We found a number of things that we were looking for and resolved many of the items on our “to-do list” to include a new shower head for the boys’ loo and a dinghy bung. The owner of the shop refused to take our money until we had checked it was the right one allowing us to take it and then return to pay once we were happy. Surprisingly at the diving / fishing shop we were able to exchange snorkelling masks without issue, despite having used them briefly in the Aeolian Islands, as they did not fit us well. When I dropped an essential bolt, spring and washer from the self-steering gear, as wash from a speed boat hit us in the marina at a critical point in the proceedings the marina leant me dive gear, at no charge, to go to the bottom to collect them. The fruit and veg market slipped us extras at every occasion
we went. The mechanics fashioned critical pins, took me in their car to the electricians, and then when asked what I owed them they simply shrugged their shoulders and said “pay what you think it was worth”. In all, our experiences in Sicily were quite remarkable and refreshingly fabulous.
Dad had suggested the best way to learn about engineering is to take advice from others and find myself a “Tony” (as we had found during the ARC in 1991). Tony Kiff was a carpenter who had taken his family to sea to change their lives forever as they headed off for New Zealand. Sage advice from the old man but quite prophetic as when wandering along the quay I stumbled across Tony any Tracy aboard their boat Waterprint. They are en route to Levkas for the winter, having spent some time in Cagliary where they undertook night classes in Italian. Both from Newcastle they christened Lisa “Lorraine Chase” and goodness knows what they thought of Samuel “the Janner” Duncan. Tony is an engineer with half a ton of tools aboard. The aft cabin has been converted to “the garage” and he can do almost anything
– as proved by the help he gave us following the self-steering debacle. Samuel acted as his runner on the quay heading back and forth to collect “Vernier callipers” and drill bits from Tracy, occasionally requiring translation from Geordie to Devonian.
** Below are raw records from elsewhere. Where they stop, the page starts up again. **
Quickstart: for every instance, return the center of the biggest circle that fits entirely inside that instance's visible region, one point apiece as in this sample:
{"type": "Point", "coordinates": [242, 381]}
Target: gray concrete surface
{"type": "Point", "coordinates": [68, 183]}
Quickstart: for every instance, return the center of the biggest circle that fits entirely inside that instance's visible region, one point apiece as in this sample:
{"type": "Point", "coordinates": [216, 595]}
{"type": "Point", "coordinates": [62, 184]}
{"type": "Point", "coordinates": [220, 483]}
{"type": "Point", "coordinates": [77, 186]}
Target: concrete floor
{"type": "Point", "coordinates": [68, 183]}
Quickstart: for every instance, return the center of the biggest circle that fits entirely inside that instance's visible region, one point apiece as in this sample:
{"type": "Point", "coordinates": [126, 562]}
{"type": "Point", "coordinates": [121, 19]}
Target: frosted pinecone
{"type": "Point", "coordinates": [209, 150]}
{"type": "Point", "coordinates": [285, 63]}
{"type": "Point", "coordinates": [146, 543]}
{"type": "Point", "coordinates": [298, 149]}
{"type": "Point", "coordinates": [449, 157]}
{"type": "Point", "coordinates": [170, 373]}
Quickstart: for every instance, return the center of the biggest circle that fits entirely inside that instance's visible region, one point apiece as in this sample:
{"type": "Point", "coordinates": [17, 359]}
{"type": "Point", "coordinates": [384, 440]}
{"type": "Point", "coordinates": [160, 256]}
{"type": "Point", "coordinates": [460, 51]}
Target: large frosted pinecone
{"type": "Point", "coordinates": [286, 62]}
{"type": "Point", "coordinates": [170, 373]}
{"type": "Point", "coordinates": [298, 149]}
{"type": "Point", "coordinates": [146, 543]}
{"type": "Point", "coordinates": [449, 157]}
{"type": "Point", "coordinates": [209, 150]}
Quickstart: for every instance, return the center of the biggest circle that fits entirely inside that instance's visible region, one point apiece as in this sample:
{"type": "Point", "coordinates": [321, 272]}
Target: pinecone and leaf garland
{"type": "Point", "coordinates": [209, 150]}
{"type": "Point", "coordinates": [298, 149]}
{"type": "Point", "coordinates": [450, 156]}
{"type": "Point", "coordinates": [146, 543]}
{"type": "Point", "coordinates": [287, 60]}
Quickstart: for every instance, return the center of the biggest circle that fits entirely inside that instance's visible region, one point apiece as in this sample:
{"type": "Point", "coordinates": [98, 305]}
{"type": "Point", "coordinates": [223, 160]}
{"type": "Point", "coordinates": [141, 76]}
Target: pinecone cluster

Clearly in the same way as all Italian marina-workers are called Salvatore all English engineers must be called “Tony”.
We are now day 2 into our passage from Sicily to Sardinia to meet with Richard and Auntie Sally (Lisa’s sister). We have decided that on passage we have the nicest time. We actually catch up with our sleep, spend good, quality time with the kids and even get to read a few pages of books. The night watches are chilled out and, with a full-moon, almost daylight. I have cracked a few small jobs but the time passes really quickly and makes us realise the benefits of bluewater cruising with our home beneath us. Finally we are settling into the lifestyle actually looking forward to time at sea.